We'll never know, of course.
MrMickeysMom
(20,453 posts)...JFK was serious about getting "all Americans" out of Vietnam by the end of 1965. National Security Action Memorandum (NSAM) 263 was the memo that makes that clear. Kennedy had made it quite clear the summer of 63 in a famous speech - http://www.jfklibrary.org/Asset-Viewer/BWC7I4C9QUmLG9J6I8oy8w.aspx
NSAM 263 (Kennedy) was reversed by NSAM 273 (LBJ).

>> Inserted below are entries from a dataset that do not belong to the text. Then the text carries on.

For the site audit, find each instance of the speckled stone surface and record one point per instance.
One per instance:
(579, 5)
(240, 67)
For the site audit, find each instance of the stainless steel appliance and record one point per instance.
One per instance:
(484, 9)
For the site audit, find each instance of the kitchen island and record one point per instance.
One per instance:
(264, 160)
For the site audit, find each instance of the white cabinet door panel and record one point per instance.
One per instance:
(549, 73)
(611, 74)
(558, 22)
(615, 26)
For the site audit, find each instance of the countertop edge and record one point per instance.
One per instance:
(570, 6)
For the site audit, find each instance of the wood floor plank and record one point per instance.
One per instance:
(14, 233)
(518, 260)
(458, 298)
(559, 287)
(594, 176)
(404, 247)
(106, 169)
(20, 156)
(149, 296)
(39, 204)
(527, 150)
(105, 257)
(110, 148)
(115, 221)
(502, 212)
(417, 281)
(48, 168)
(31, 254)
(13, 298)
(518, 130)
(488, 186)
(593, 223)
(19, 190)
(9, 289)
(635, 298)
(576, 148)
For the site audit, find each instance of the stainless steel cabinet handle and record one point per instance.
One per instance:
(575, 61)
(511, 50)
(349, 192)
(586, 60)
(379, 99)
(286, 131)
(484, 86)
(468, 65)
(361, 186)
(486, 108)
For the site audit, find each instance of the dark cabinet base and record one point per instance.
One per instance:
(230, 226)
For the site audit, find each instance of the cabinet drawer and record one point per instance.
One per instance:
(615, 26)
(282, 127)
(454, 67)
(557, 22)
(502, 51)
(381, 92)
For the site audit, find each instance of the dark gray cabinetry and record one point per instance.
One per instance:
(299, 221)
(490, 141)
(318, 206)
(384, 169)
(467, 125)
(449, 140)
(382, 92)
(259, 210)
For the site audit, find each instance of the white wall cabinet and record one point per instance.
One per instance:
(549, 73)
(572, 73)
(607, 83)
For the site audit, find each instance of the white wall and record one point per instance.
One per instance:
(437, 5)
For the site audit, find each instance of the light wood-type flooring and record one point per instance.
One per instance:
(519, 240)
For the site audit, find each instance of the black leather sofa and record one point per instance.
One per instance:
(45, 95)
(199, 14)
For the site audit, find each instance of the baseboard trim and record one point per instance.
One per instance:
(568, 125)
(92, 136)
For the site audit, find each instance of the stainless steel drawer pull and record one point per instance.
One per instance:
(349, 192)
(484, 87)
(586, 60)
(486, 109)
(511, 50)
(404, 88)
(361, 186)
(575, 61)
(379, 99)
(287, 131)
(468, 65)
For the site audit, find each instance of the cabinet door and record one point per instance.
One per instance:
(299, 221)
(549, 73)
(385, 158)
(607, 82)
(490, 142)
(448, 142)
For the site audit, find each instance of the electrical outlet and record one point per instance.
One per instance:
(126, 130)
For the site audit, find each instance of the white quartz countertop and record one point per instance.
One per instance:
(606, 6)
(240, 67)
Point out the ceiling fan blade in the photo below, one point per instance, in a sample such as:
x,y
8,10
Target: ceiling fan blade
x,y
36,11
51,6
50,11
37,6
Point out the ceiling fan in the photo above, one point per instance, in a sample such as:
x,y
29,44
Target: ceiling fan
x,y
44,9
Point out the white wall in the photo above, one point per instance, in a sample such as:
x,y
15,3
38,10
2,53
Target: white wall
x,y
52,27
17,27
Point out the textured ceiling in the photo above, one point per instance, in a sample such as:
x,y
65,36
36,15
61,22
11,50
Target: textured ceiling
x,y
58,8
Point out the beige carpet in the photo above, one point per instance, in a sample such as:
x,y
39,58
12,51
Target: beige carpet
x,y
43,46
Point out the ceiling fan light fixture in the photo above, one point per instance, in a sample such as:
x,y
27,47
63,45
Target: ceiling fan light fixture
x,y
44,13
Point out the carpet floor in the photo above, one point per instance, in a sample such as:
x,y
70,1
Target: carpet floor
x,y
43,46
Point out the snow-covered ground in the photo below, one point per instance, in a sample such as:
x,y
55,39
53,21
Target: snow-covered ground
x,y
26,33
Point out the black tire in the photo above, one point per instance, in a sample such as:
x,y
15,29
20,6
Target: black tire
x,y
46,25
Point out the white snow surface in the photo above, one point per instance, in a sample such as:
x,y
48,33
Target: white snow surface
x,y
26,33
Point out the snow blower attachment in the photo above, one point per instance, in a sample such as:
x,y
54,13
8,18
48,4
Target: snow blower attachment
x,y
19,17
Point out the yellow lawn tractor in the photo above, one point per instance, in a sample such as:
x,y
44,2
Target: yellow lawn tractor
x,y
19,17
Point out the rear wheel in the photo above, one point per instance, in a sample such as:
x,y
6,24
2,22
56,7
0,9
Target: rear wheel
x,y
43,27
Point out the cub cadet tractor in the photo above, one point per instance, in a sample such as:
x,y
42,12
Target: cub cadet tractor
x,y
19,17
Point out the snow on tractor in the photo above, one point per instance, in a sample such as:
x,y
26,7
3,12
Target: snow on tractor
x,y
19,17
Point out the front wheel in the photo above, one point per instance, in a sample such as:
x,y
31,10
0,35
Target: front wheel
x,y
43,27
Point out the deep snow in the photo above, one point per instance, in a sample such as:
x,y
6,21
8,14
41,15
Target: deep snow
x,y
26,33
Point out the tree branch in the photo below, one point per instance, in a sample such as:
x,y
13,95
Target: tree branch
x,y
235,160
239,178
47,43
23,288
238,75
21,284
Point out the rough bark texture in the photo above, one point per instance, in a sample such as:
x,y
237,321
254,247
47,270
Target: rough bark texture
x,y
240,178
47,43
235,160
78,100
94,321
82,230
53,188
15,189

What I find most offensive because not enough of us do our homework on this event, was the work that Senior Administration Officials and Senior Military personnel worked on as a draft of NSA 273. It demonstrates to me they may have had foreknowledge of the plot to assassinate JFK.
Don't take my word for it. Here's the link for the draft of 273, which, BTW, was dated November 21st, 1963, less than 24 hours before the assassination.
http://www.jfklancer.com/NSAM273.html
William769
(55,147 posts)Homosexuality was a considered a mental disorder at that time also.
Thanks for writing this up.
MineralMan
(146,318 posts)I forgot to include that, I'm afraid. There was plenty of discrimination and maltreatment even without considering that, though. I like today's news a lot better than news from 1963 with regard to LGBT rights. That's one of the things that is finally working out, thank goodness.